View Full Version : Classification of microbrewery beer
As there have been a lot of discussions of the classification of microbrewery beer locale here and USA is the origin country, for this today world widespread phenomenon, I want to try to get some answers/opinions here.
Were do the lines go between APA, IPA and DIPA in alcohol % or any other parameter?
Is there a general alcohol % or any other parameter to fulfil to call any beer type double or imperial?

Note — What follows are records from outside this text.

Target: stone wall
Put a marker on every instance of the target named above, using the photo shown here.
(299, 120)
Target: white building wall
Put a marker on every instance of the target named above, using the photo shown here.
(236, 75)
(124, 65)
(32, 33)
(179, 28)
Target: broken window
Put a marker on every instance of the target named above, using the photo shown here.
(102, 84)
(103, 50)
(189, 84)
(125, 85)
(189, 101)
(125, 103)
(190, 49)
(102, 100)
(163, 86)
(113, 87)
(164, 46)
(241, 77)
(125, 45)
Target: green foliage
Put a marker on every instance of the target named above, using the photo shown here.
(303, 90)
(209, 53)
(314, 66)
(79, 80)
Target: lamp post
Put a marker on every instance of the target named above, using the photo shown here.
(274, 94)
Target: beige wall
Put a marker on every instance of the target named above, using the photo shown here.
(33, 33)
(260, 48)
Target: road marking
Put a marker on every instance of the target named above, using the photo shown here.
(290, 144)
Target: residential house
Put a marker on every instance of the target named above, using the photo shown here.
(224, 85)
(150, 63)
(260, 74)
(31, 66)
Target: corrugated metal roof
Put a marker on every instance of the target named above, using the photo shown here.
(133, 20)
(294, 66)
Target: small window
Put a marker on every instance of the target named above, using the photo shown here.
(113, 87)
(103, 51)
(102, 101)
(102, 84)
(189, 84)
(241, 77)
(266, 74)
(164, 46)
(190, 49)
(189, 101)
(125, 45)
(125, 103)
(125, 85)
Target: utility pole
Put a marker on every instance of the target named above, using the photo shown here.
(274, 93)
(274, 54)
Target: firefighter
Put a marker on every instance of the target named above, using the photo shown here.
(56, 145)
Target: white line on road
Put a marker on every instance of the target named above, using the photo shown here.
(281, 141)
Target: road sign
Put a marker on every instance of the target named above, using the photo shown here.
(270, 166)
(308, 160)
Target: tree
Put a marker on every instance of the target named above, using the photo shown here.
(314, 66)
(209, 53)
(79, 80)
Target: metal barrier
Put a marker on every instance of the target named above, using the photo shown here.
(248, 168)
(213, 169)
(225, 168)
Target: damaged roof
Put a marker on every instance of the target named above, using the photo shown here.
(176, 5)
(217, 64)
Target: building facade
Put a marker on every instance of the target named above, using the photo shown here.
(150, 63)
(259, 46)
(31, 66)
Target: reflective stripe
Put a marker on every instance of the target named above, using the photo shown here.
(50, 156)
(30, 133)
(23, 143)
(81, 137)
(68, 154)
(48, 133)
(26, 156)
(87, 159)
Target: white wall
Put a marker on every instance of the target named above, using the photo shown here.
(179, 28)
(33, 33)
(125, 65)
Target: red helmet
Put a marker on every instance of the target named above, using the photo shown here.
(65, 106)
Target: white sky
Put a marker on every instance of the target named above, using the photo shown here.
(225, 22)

As with most things there is tons of overlap between these styles. Here are the BeerAdvocate.com (http://beeradvocate.com/beer/style) Style Definitions:
American Pale Ale (APA)
Of British origin, this style is now popular worldwide and the use of local ingredients, or imported, produces variances in character from region to region. Generally, expect a good balance of malt and hops. Fruity esters and diacetyl can vary from none to moderate, and bitterness can range from lightly floral to pungent.
American versions tend to be cleaner and hoppier, while British tend to be more malty, buttery, aromatic and balanced.
Average alcohol by volume (abv) range: 4.0-7.0%
English India Pale Ale (IPA)
First brewed in England and exported for the British troops in India during the late 1700s. To withstand the voyage, IPA's were basically tweaked Pale Ales that were, in comparison, much more malty, boasted a higher alcohol content and were well-hopped, as hops are a natural preservative. Historians believe that an IPA was then watered down for the troops, while officers and the elite would savor the beer at full strength. The English IPA has a lower alcohol due to taxation over the decades. The leaner the brew the less amount of malt there is and less need for a strong hop presence which would easily put the brew out of balance. Some brewers have tried to recreate the origianl IPA with strengths close to 8-9% abv.
Average alcohol by volume (abv) range: 4.0-6.5%
The American IPA is a different soul from the reincarnated IPA style. More flavorful than the withering English IPA, color can range from very pale golden to reddish amber. Hops are typically American with a big herbal and / or citric character, bitterness is high as well. Moderate to medium bodied with a balancing malt backbone.
Average alcohol by volume (abv) range: 5.5-7.5%
American Double / Imperial IPA
Take an India Pale Ale and feed it steroids, ergo the term Double IPA. Although open to the same interpretation as its sister styles, you should expect something robust, malty, alcoholic and with a hop profile that might rip your tongue out. The Imperial usage comes from Russian Imperial stout, a style of strong stout originally brewed in England for the Russian Imperial Court of the late 1700s; though Double IPA is often the preferred name.
You can thank west coast American brewers for this somewhat reactionary style. "Thanks!"
Average alcohol by volume (abv) range: 7.0-14.0%
Style discussions are interesting and hard as one can try, it will never be possible to describe a traditional style with certainty.
Still, historical sources are available which shed some light. I have done a fair amount of reading in the area, now facilitated by online library and other online resources.
The description below of India Pale Ale is broadly correct based on my readings, in particular there is some evidence, and beer historians have argued recently, that pale ale was an altered form of October beer, a strong, often pale, well-hopped beer intended for long keeping. The pale ale for India was made less strong (5-7% range but generally 5-6%), was well-fermented to be dry in character (to minimize the chance of uncontrolled re-fermentation) and was well-hopped indeed. I have never read in any historical source that it was watered on arrival in India or that the concentrated form was reserved for officers. I wonder where this comes from. Perhaps there is some support in the old books or records, if so I'd like to see it. Pale ale in England was the domestic variety of IPA, basically the same thing but less hopped.
And just another observation, which is that the modern double IPA resembles (except sometimes for hop flavour) the strong, rich October beers from which IPA is likely derived. October beer was brewed to be layed down for 12-24 months or more. It was made with malt prepared from the recent harvest, with hops too that were not too old, and in a time of weather felt best for brewing before refrigeration came in. The traditional brewing season was October to March, these were the "season" beers. March beers, Saisons, bieres de garde, stock beers, all have their origin in seasonal brewing. So does lager beer except it was locked up for long aging in cold vaults initially cooled with ice.
In my opinion (and this is completely my opinion), Sierra Nevada Pale Ale is the benchmark APA. The balance between body and bitterness is just about perfect, and, if you get it draught, the floral nose is spectacular.
That said, I tend to drink American IPAs, as defined above, and I don't have a favorite among those. I have tried bunches, and I enjoy most. The ones I don't care for are top heavy: lots of hops but thin on malt. I want the body substantial (but not beefed up with darker malts).
I can remember that there was a time when I'd try beers that were just too hoppy for me. Those days are gone.
I have had some very good double (imperial) IPAs, but I prefer to stick with things lower in alcohol so I can drink more.